I also revisited Hell Hath No Fury, Clipse’s 2006 masterpiece, and listened to that about twenty times, and I alternated between repeat listens of the new Taylor Swift song and the new Cat Power songs. Oh, and I want to see The Master so bad that it hurts me. That’s where I’m at. Hey, thank the lord, I’m going out of town this weekend. I demand to relax! I don’t want to think about anything the whole time, I just want to hang out on a lake and read A High Wind in Jamaica and maybe have some ice cream.

Tobias Carroll

Joined a fantasy EPL league this week.  The funny thing about this, of course, is that I don’t know much about the Premier League — I’ve decided that I’m a Wigan supporter primarily because George Orwell once wrote a book about Wigan, and hey, who am I to argue with George Orwell?

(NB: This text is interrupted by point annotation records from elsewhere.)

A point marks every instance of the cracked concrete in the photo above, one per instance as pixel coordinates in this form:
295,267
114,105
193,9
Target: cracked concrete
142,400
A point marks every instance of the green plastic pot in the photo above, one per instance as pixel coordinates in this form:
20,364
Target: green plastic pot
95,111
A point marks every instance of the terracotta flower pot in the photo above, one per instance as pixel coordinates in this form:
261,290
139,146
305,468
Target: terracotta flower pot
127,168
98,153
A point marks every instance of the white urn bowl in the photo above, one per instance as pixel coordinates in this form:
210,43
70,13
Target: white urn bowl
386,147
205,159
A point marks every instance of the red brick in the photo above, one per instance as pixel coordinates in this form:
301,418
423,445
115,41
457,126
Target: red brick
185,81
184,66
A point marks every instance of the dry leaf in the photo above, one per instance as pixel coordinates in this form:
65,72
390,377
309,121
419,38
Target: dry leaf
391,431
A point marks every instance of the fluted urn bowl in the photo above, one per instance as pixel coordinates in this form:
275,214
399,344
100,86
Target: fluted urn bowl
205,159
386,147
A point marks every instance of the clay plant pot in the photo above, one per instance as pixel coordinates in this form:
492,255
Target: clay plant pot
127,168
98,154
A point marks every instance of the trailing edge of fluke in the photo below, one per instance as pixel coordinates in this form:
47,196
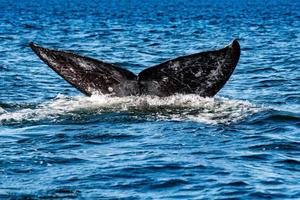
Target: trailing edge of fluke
202,73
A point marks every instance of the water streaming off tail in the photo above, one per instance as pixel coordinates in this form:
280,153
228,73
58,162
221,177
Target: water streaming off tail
176,107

Also, my team’s name is a Garth Marenghi’s Darkplace reference. Doubling down on the Anglophilia, apparently.

I suppose I should also invoke some books. It’s been a good week for reading: got to talk about Stefan Zweig’s The Post-Office Girl at a book group at Community Bookstore, and while I’m not sure it’s the indictment of capitalism promised by the back cover, it certainly made for a searing portrait of 1920s Austria, with characters reeling from traumas suffered both in war and economically, in said war’s aftermath. Christopher Beha’s What Happened to Sophie Wilder was terrific — but I’ll be writing something longer about the book in question for next week. (Ditto J. Robert Lennon’s Familiar.) Danilo Kis’s The Attic was a weird, playful work that reminded me a bit of Flann O’Brien’s At Swim-Two-Birds in its fictional deftness and irreverence. And I’m now in the middle of Claire Vaye Watkins’s Battleborn, a collection about which I will have much to say.

In forthcoming-book news, I just put in an order for Frank Hinton’s Action, Figure, which looks promising. (I type that with the disclaimer that Hinton published a story of mine at Metazen last year.) I’m hoping to make my way to more live music in the months to come; I kicked that off with a trip to see Deep Time and The Babies play at Union Pool, and was impressed with both groups — one taut and progressing in unexpected ways, the other coming off in a style that wouldn’t have been out of place on stage at Brownies in 2000. (Think: straight-up catchy indie rock with some nonintrusive soloing; if they’d been around in the late 90s, they’d totally have been on Up in the era of 764-HERO and Modest Mouse.) Picked up tickets to see Alvarius B. in the weeks to come…

Jason Diamond 

End of summer fiction detox got me to the local library to pick up several P.G. Wodehouse biographies, and Ron Chernow’s Titan: The Life of John D. Rockefeller, Sr. It’s not that I don’t want to read any more fiction, I’ve just been reading so much that I need a little change. Biographies seem like a good detour for the time being, especially after I just finished Lisa Cohen’s fantastic All We Know.  I just figured that I’m on a decent biography kick, might as well keep it going. Also got a copy of Daniel Mendelsohn’s Waiting for the Barbarians, and skipped immediately to the essay on Mad Men.

I haven’t abandoned fiction altogether. I’ve been slowly going through Battleborn — which is totally wonderful.  I’m hoping to wrap that up this weekend and then get started on Paula Bomer’s Nine Months.